In honor of the fifth anniversary of Pope Benedict XVI's announcement that any priest can celebrate the Mass according to the pre-Vatican II rite in Latin, a number of pilgrims have come to Rome to offer thanks and celebrate.

"I gladly accepted to celebrate (tomorrow's) Mass for pilgrims who came to thank the Pope for the gift of the motu proprio 'Summorum Pontificum' because it is a way to make others understand that it is normal to use the extraordinary form of the Roman Rite," said Cardinal Antonio Cañizares Llovera, Prefect of the Congregation for Divine Worship.

He will say Mass in the extraordinary form on Nov. 3 in St. Peter's Basilica.

This is significant because liturgical reforms do not do away with traditional forms of the liturgy.

American priest Father John Zuhlsdorf came to Rome to participate in the pilgrimage, which includes liturgical rites as well as talks about the importance of the Mass which was universally used before the Second Vatican Council.

Fr. Zuhlsdorf, better known as "Fr. Z," engages in the New Evangelization via his award-winning blog, which reaches Catholics around the world.

Speaking of the Pope's 2007 document on the extraordinary form of the Mass, he told CNA on Nov. 2 that it aids the Church in embracing a form of liturgical worship wrongly neglected after the Second Vatican Council.

"The Holy Father … is bringing us back into continuity with the way that Catholics have worshiped for centuries," Fr. Zuhlsdorf said.

"After the Second Vatican Council there was a rupture in ritual, of our worship of Almighty God. There was an artificial imposition of the liturgy after the mandates of the Second Vatican Council. We didn't actually get what the Second Vatican Council mandated. And it caused a rupture in how we worship as Catholics."

Fr. Zuhlsdorf noted that liturgical innovations applied by "selective readings of the council documents" led to certain aspects of them being "de-emphasized while very important aspects were entirely ignored."

The way liturgical rites, particularly the Mass, were re-interpreted following the council did not take into account the natural life of the faithful's worship.

Before he was elected Pope, said Fr.
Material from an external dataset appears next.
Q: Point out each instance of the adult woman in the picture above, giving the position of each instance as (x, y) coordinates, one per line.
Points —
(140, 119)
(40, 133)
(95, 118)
Zuhlsdorf, Cardinal Joseph Ratzinger described certain liturgical reforms after the council "as an artificial thing" in that they didn't "grow organically out of previous forms. Instead, they were artificial developments that grew more out of scholars at their desktop rather than something that grew out of the praying Church."

This, in turn, caused a rupture in the Church's worship that jarred many Catholics.

Fr. Zuhlsdorf noted that in contrast, Pope Benedict's mandate allowing worldwide use of the extraordinary form encourages the faithful to embrace the faith of their forefathers, lending a "continuity of tradition."